It is widely believed that forests help improve water quality by reducing soil erosion (and hence reducing silt) as well as filtering out nutrients and pollutants carried in water, which allows the municipal drinking water supply sector to simplify or expedite many costly water treatment procedures and thereby save on operating costs. This study statistically quantifies such cost savings in the contexts of China’s Sichuan province, by analyzing how drinking water treatment costs change in response to changes in upstream forest cover. A primary novel contribution of this study is to measure the cost-saving effects delivered by forests at different distances upstream from the water intake point. The main findings are as follows.
- An increase in forest cover within 3km upstream of the water intake point is likely to reduce drinking water treatment costs. There is no statistical evidence for such cost-saving effects associated with forest cover in more distant upstream locations beyond the 3km radius. The country’s Ministry of Environmental Protection recommends that the primary and secondary drinking water protection areas should jointly cover at least a 3km radius upstream from a water intake point, which is in line with our result.
- The cost-saving effect of forest cover is likely to be moderate. My results suggest that a 1% increase in forest cover within 3 km upstream would reduce drinking water treatment costs by almost 0.02%. The annual total cost savings of all forest cover in the 3km radius amounts to 63 million yuan (USD 9.5 million). These results are smaller than the results of previous studies focusing on the tropics such as India and Malaysia, but are more comparable to the results from higher latitude regions such as France and Portugal.

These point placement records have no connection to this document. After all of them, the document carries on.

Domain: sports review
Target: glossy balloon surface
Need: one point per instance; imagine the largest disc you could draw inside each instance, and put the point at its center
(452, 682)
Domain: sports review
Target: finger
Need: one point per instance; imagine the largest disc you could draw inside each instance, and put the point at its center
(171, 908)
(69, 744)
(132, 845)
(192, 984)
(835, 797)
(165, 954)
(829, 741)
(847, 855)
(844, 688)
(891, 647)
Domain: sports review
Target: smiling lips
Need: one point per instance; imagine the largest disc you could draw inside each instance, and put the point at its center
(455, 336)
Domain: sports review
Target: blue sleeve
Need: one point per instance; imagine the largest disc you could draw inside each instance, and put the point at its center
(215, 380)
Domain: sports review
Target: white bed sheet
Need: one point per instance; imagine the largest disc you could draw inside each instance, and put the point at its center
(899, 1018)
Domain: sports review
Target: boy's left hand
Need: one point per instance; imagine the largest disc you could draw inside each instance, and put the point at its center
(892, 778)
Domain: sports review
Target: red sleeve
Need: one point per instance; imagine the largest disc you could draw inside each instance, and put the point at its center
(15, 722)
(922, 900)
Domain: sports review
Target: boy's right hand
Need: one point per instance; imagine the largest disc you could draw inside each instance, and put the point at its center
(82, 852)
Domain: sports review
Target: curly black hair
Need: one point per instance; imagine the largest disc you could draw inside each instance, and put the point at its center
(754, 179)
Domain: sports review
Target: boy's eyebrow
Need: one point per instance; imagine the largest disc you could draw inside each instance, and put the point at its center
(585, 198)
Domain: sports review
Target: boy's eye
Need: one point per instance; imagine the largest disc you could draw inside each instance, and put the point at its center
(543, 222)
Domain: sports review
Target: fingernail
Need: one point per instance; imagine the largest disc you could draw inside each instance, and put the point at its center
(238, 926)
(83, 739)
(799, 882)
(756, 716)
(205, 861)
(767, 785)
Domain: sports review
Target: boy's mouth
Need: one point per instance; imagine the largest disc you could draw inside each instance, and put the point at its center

- These findings have practical implications for forest conservation. In an attempt to conserve forests as a means of reducing drinking water treatment costs, it might be economically more worthwhile to focus on upstream forests within a certain radius of the water intake point, rather than overstretch efforts and resources to conserve all forests in the entire catchment.
- The study contributes to ecosystem services accounting, which is a process of assigning monetary values to natural resources, so that they can be considered along with industrial and agricultural production when balancing economic activity against environmental protection. In forest ecosystem services accounting, it has been common to assign the same value for water purification to the entire forest, instead of assigning different values for water purification that depend on how close an area of forest is to the water source.
This brief is based on: Valuing Water Purification Services of Forests: A Production Function Approach Using Panel Data from China's Sichuan Province, EfD Discussion Paper 20-29, August 2020, by Zhaoyang Liu, Department of Land Economy, University of Cambridge, UK.